Dr Vincent Uzomah was grievously injured when a 14-year-old boy apparently motivated by racial hatred stabbed him in a Bradford school in 2015. The attacker had told his friends what he intended to do but none felt able pass on a warning to teachers. Dr Uzomah and others believe that a mechanism is needed for students to feel that they can provide potentially life-saving information without being penalised and, if necessary, with anonymity. As Dr Uzomah put it: “We have so many good kids in schools; they would report if they weren’t afraid to.”
Every secondary school offers its pupils guidance on citizenship and personal development. Teaching unions and headteachers say this time should be used to deliver the message that, rather than offering some form of protection, carrying a knife increases the risk of injury, death or imprisonment. But senior staff warn that schools often struggle to find room in the curriculum and the resources to drive home this lesson. One knife crime reduction charity, Word 4 Weapons, said that half of the schools where it offered to provide lessons responded that they had no budget to fund the initiative.
Campaigners and London Mayor Sadiq Khan have said they would like to see it made compulsory for schools to have a plan to help prevent knife crime and support students and families in the event of an incident. The Ben Kinsella Trust, which works to reduce youth knife crime, said it would like to see the development of an adequate prevention plan introduced as one of the requirements for a school to pass its Ofsted inspection.
Funding for youth services
It is a familiar but no less significant mantra from front line workers - the rise in knife crime has coincided with cuts to youth and education services and the availability of youth mental health services.

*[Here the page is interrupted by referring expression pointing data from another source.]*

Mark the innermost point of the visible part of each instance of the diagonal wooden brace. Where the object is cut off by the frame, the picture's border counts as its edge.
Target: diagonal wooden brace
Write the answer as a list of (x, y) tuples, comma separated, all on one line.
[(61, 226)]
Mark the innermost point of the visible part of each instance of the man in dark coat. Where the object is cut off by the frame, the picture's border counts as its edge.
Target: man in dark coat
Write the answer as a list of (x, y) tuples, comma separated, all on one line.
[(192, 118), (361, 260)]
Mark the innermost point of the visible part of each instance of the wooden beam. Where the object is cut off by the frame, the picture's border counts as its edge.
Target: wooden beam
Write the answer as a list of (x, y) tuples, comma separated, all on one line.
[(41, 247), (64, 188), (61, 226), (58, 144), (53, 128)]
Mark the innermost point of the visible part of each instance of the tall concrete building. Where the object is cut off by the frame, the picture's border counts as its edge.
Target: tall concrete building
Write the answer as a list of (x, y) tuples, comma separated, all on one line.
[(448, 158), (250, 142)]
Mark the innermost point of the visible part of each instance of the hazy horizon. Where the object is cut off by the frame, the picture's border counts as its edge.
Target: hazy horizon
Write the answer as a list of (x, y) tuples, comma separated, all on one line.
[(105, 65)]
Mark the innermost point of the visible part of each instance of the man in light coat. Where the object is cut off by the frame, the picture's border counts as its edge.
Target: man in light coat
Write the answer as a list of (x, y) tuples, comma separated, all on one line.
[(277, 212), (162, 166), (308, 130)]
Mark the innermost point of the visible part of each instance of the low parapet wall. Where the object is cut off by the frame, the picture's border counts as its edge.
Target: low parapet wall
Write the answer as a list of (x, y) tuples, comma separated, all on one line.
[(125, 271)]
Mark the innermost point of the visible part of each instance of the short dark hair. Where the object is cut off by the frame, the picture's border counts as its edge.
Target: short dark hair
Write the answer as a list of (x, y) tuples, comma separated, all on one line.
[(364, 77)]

Unison, the trade union, reported that some £387m was cut from youth services between 2010 and 2016. Youth workers argue that these interventions with teenagers who are vulnerable to being persuaded to carry knives were vital in achieving a pattern which saw knife crime falling until 2011. They would like to see new financial resources to offers the same or similar services.
The JP investigation has established that there is no single, comprehensive source for tracking and monitoring the scale of knife crime in our schools. Organisations have told us of their shock at our findings. Many local authorities told us they do not collect relevant figures, arguing that police are responsible for tracking criminal offences and it is the job of individual schools to report them. The i had to use freedom of information rules to collect information from individual police forces. Campaigners have said they would like to see a central database established so policy makers - from beat bobbies to the Home Secretary - know the true scale of the problem.
Police in schools
Since 2006, it has been Government policy to dedicate a police officer to schools in areas where there are problems with anti-social behaviour. The scheme was credited with halving crime within a 200m radius of participating schools. But austerity has had an impact on this scheme. In some places, such as London, the number of these Safer Schools Officers is increasing and Scotland Yard intends to have one such liaison officer for every secondary school in the capital. But elsewhere the picture is less positive. Research last year showed a 20 per cent drop in the number of school-based officers and 13 forces have none at all. In Nottinghamshire, one school dipped into its own budget to fund an officer. Campaigners argue there is an urgent case for funding such schemes.